Why would an agency that will soon be replaced come up with a new ad at this time? DTC Perspectives claims that “sales of Lunesta, estimated at roughly $600 million in 2007, apparently did not meet company expectations.”
Let’s do the math
In 2007, Sepracor spent about $27.3 million per month on DTC advertising for Lunesta — I assume this includes TV, print, radio, billboards, Internet ads, etc. but not search engine marketing (which would only be about 1-2% of the total DTC spend in any case, so let’s ignore that). In addition, it must have spent three times that — or about $82 million per month — on detailing and physician marketing, which on average, is about 3X DTC, not including the wholesale cost of samples given to physicians.
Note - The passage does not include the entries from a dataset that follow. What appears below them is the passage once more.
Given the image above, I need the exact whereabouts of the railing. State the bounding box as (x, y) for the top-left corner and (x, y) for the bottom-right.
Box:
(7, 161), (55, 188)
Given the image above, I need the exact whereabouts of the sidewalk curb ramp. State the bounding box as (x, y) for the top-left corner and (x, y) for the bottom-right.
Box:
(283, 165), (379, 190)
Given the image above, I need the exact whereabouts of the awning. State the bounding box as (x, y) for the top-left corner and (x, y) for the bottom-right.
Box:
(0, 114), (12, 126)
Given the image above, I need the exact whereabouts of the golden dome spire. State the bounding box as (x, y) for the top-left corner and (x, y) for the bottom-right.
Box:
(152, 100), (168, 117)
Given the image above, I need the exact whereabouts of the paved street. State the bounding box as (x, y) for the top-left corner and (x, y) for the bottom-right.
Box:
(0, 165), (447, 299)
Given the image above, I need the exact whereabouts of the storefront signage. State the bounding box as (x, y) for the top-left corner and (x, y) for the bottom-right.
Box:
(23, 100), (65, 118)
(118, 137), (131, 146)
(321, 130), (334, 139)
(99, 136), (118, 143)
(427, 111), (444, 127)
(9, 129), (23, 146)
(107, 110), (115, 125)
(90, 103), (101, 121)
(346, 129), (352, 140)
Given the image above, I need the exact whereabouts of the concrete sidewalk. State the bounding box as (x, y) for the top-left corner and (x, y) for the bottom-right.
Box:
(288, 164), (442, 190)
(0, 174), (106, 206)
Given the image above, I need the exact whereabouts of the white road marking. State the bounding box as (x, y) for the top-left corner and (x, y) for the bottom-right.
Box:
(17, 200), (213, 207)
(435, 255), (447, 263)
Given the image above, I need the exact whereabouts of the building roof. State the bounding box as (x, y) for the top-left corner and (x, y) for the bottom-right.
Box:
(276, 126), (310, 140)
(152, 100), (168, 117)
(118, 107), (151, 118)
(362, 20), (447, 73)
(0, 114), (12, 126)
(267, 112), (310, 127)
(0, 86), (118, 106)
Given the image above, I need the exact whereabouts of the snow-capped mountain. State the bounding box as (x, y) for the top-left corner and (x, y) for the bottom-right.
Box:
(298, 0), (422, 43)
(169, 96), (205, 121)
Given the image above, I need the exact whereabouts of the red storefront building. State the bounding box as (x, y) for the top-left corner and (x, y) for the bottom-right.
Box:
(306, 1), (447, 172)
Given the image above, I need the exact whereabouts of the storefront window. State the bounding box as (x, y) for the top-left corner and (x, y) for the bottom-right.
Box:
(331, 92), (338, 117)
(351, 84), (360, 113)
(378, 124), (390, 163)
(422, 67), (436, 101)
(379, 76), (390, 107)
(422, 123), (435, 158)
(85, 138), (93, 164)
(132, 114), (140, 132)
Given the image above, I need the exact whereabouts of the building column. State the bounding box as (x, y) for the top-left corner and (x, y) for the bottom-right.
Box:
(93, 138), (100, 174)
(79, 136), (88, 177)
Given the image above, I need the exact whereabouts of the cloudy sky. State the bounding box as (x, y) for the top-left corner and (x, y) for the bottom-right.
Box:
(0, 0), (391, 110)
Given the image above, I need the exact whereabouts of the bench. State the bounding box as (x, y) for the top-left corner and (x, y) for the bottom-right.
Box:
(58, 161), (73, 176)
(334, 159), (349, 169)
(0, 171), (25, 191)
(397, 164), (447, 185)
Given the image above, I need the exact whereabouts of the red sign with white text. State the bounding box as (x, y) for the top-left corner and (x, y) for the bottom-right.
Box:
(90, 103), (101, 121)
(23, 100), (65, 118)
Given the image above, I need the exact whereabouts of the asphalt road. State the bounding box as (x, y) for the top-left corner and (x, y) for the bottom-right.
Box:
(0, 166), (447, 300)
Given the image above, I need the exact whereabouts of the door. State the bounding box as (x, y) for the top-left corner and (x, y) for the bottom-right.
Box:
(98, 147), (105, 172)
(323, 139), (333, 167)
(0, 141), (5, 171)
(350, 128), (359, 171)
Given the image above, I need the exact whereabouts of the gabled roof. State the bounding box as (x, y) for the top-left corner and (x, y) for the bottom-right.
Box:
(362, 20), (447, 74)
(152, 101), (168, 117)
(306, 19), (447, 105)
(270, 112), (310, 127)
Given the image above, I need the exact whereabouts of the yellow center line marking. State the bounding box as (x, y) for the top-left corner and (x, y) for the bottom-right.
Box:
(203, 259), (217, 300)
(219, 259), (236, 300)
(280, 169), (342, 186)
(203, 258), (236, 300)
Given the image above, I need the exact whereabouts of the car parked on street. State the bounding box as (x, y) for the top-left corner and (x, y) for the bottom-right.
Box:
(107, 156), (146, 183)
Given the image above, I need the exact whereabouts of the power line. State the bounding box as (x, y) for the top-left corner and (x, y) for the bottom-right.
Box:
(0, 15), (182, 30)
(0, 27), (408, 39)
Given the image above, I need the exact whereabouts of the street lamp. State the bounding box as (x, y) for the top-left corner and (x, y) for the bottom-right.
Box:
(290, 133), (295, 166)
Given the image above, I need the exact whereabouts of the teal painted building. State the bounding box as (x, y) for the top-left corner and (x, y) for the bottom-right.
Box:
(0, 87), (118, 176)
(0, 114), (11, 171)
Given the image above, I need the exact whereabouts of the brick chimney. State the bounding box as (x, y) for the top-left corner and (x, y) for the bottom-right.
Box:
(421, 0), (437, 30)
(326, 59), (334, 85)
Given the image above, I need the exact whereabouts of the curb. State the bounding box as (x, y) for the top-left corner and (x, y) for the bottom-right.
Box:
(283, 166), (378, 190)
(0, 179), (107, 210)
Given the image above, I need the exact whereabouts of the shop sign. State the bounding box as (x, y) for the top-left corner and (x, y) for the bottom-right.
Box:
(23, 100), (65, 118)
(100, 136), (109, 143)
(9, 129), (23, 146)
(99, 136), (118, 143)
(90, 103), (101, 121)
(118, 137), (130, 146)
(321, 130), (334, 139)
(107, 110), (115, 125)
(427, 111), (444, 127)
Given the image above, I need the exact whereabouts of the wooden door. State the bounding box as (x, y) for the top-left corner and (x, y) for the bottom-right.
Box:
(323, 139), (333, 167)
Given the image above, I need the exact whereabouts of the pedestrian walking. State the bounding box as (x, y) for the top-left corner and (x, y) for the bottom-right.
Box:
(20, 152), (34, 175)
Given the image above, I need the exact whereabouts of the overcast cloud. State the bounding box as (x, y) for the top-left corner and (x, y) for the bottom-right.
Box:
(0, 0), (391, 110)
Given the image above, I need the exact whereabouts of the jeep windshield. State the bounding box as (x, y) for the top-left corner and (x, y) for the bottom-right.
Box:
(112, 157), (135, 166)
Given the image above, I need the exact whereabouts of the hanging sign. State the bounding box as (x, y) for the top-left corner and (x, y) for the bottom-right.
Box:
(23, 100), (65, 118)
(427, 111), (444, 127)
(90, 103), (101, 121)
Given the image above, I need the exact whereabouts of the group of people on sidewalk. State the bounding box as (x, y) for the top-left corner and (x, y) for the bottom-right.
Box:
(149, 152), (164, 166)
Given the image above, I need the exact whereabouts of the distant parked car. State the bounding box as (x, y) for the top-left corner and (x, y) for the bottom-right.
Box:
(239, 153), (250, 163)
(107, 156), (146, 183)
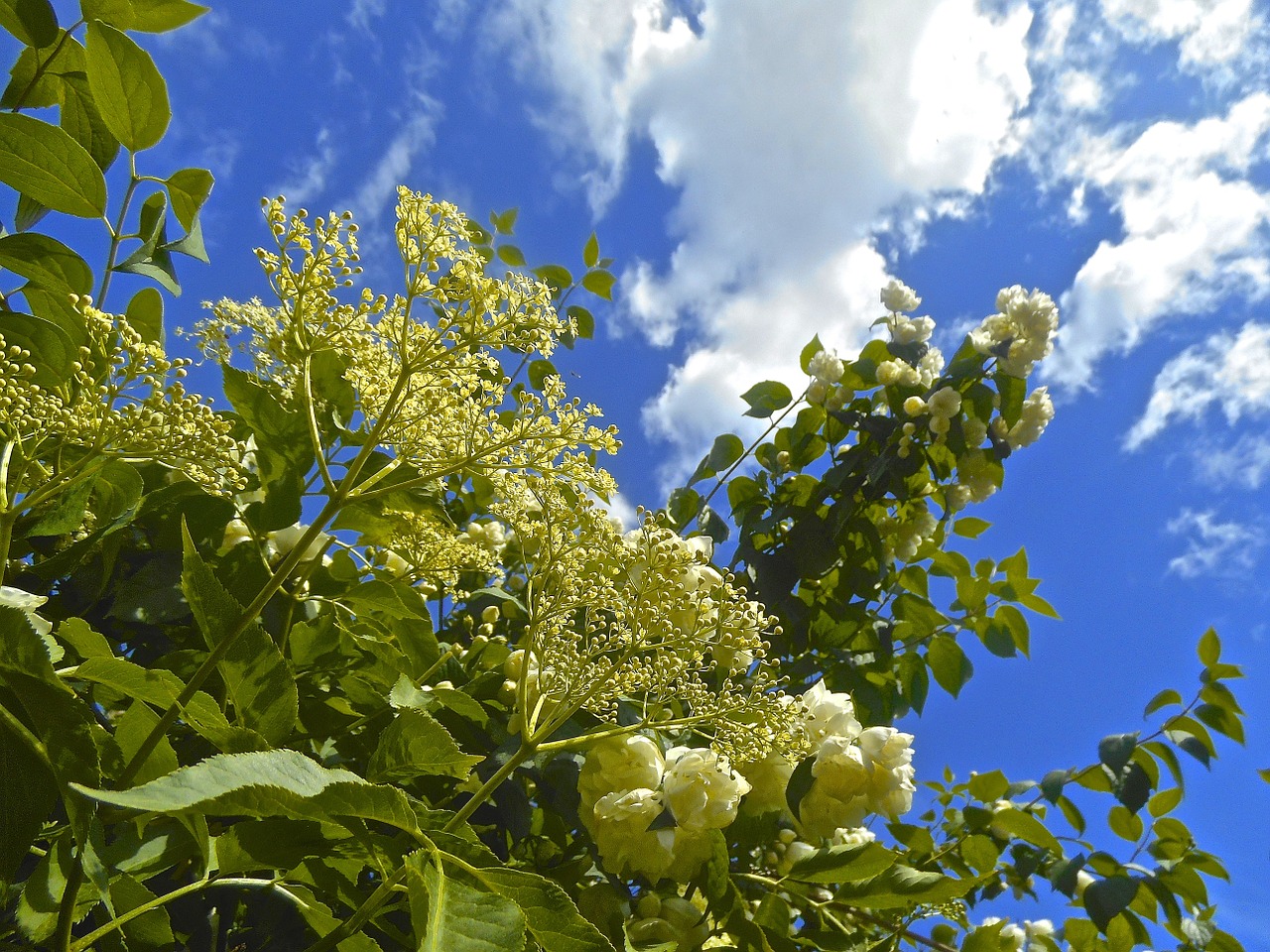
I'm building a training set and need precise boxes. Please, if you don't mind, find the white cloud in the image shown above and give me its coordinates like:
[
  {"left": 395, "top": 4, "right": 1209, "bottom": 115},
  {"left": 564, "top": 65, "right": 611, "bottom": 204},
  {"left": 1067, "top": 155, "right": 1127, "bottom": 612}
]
[
  {"left": 1102, "top": 0, "right": 1257, "bottom": 66},
  {"left": 1195, "top": 434, "right": 1270, "bottom": 489},
  {"left": 1166, "top": 509, "right": 1266, "bottom": 579},
  {"left": 484, "top": 0, "right": 1031, "bottom": 484},
  {"left": 1047, "top": 92, "right": 1270, "bottom": 387},
  {"left": 268, "top": 127, "right": 335, "bottom": 208},
  {"left": 1125, "top": 322, "right": 1270, "bottom": 449}
]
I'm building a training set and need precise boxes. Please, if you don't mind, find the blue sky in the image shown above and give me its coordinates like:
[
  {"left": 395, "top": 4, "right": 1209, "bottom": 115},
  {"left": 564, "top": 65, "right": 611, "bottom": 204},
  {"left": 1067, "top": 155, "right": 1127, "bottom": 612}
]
[{"left": 22, "top": 0, "right": 1270, "bottom": 948}]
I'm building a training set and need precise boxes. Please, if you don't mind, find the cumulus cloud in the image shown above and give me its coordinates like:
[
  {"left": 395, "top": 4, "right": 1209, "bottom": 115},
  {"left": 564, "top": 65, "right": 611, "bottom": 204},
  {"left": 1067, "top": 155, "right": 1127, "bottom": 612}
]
[
  {"left": 1102, "top": 0, "right": 1257, "bottom": 67},
  {"left": 484, "top": 0, "right": 1031, "bottom": 479},
  {"left": 1166, "top": 509, "right": 1266, "bottom": 579},
  {"left": 1125, "top": 322, "right": 1270, "bottom": 449},
  {"left": 1047, "top": 92, "right": 1270, "bottom": 389}
]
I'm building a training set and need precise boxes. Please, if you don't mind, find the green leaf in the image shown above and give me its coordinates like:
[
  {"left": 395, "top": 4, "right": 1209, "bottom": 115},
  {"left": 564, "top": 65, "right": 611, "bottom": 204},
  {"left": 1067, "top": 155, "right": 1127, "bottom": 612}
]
[
  {"left": 1142, "top": 688, "right": 1183, "bottom": 717},
  {"left": 75, "top": 654, "right": 266, "bottom": 753},
  {"left": 534, "top": 264, "right": 572, "bottom": 291},
  {"left": 167, "top": 169, "right": 216, "bottom": 231},
  {"left": 123, "top": 289, "right": 164, "bottom": 346},
  {"left": 581, "top": 269, "right": 617, "bottom": 300},
  {"left": 73, "top": 750, "right": 419, "bottom": 833},
  {"left": 0, "top": 113, "right": 105, "bottom": 218},
  {"left": 0, "top": 0, "right": 58, "bottom": 47},
  {"left": 0, "top": 231, "right": 92, "bottom": 295},
  {"left": 0, "top": 313, "right": 78, "bottom": 390},
  {"left": 581, "top": 232, "right": 599, "bottom": 268},
  {"left": 1197, "top": 629, "right": 1221, "bottom": 667},
  {"left": 366, "top": 707, "right": 485, "bottom": 783},
  {"left": 1084, "top": 876, "right": 1138, "bottom": 934},
  {"left": 789, "top": 843, "right": 895, "bottom": 884},
  {"left": 926, "top": 635, "right": 974, "bottom": 697},
  {"left": 61, "top": 72, "right": 119, "bottom": 172},
  {"left": 181, "top": 527, "right": 299, "bottom": 744},
  {"left": 952, "top": 516, "right": 992, "bottom": 538},
  {"left": 1098, "top": 734, "right": 1138, "bottom": 775},
  {"left": 740, "top": 380, "right": 794, "bottom": 417},
  {"left": 128, "top": 0, "right": 209, "bottom": 33},
  {"left": 969, "top": 771, "right": 1010, "bottom": 803},
  {"left": 834, "top": 866, "right": 980, "bottom": 908},
  {"left": 993, "top": 371, "right": 1028, "bottom": 426},
  {"left": 0, "top": 715, "right": 58, "bottom": 886},
  {"left": 405, "top": 851, "right": 526, "bottom": 952},
  {"left": 86, "top": 20, "right": 172, "bottom": 153},
  {"left": 992, "top": 807, "right": 1063, "bottom": 857},
  {"left": 495, "top": 245, "right": 525, "bottom": 268},
  {"left": 0, "top": 606, "right": 101, "bottom": 835},
  {"left": 461, "top": 854, "right": 613, "bottom": 952}
]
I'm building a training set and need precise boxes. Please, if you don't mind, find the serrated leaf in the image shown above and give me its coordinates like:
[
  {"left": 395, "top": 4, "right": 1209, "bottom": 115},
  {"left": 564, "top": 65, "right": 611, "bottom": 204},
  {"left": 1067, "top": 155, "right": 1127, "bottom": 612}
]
[
  {"left": 926, "top": 635, "right": 974, "bottom": 697},
  {"left": 740, "top": 380, "right": 794, "bottom": 418},
  {"left": 128, "top": 0, "right": 210, "bottom": 33},
  {"left": 73, "top": 750, "right": 419, "bottom": 833},
  {"left": 366, "top": 707, "right": 485, "bottom": 783},
  {"left": 992, "top": 807, "right": 1063, "bottom": 857},
  {"left": 1083, "top": 876, "right": 1138, "bottom": 934},
  {"left": 61, "top": 72, "right": 119, "bottom": 172},
  {"left": 0, "top": 0, "right": 58, "bottom": 47},
  {"left": 789, "top": 843, "right": 895, "bottom": 884},
  {"left": 405, "top": 851, "right": 526, "bottom": 952},
  {"left": 0, "top": 113, "right": 105, "bottom": 218},
  {"left": 0, "top": 311, "right": 78, "bottom": 390},
  {"left": 75, "top": 654, "right": 267, "bottom": 753},
  {"left": 85, "top": 20, "right": 172, "bottom": 153},
  {"left": 0, "top": 231, "right": 92, "bottom": 295},
  {"left": 495, "top": 245, "right": 525, "bottom": 268},
  {"left": 1098, "top": 734, "right": 1138, "bottom": 775},
  {"left": 470, "top": 866, "right": 613, "bottom": 952},
  {"left": 1195, "top": 629, "right": 1221, "bottom": 667},
  {"left": 123, "top": 289, "right": 164, "bottom": 346},
  {"left": 181, "top": 527, "right": 299, "bottom": 744},
  {"left": 581, "top": 271, "right": 617, "bottom": 300}
]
But, let’s be conservative and say that the Lunesta physician promo budget in 2007 was only 2X the DTC budget or $54 million per month.
Do you see where this is going?
Negative marketing ROI and stock price
The total Lunesta marketing budget, therefore, may be $81 million per month or $972 million per year! If sales were only $600 million, then YEAH, Sepracor should be a tad disappointed! And if I held Sepracor stock I’d be a tad disappointed also. Negative ROI is directly related to Sepracor’s negative stock price growth (see chart below). QED and say good-bye to the moth as it is incinerated in the flame of creative ad agencies.
P.S. As much as I like DTC Perspectives and other pharmaceutical industry trade publications, I must say — “with all due respect” — they are a bit remiss in not doing this kind of analysis. Yes, they report the numbers, but it seems that only people like me have the inclination to calculate the relation between 9 months of DTC ad spend shown in a table on page 10 and the yearly sales number hidden in a paragraph on page 6! I just assume everyone would think to check the Sepracor stock price and see if there were any relation to marketing ROI.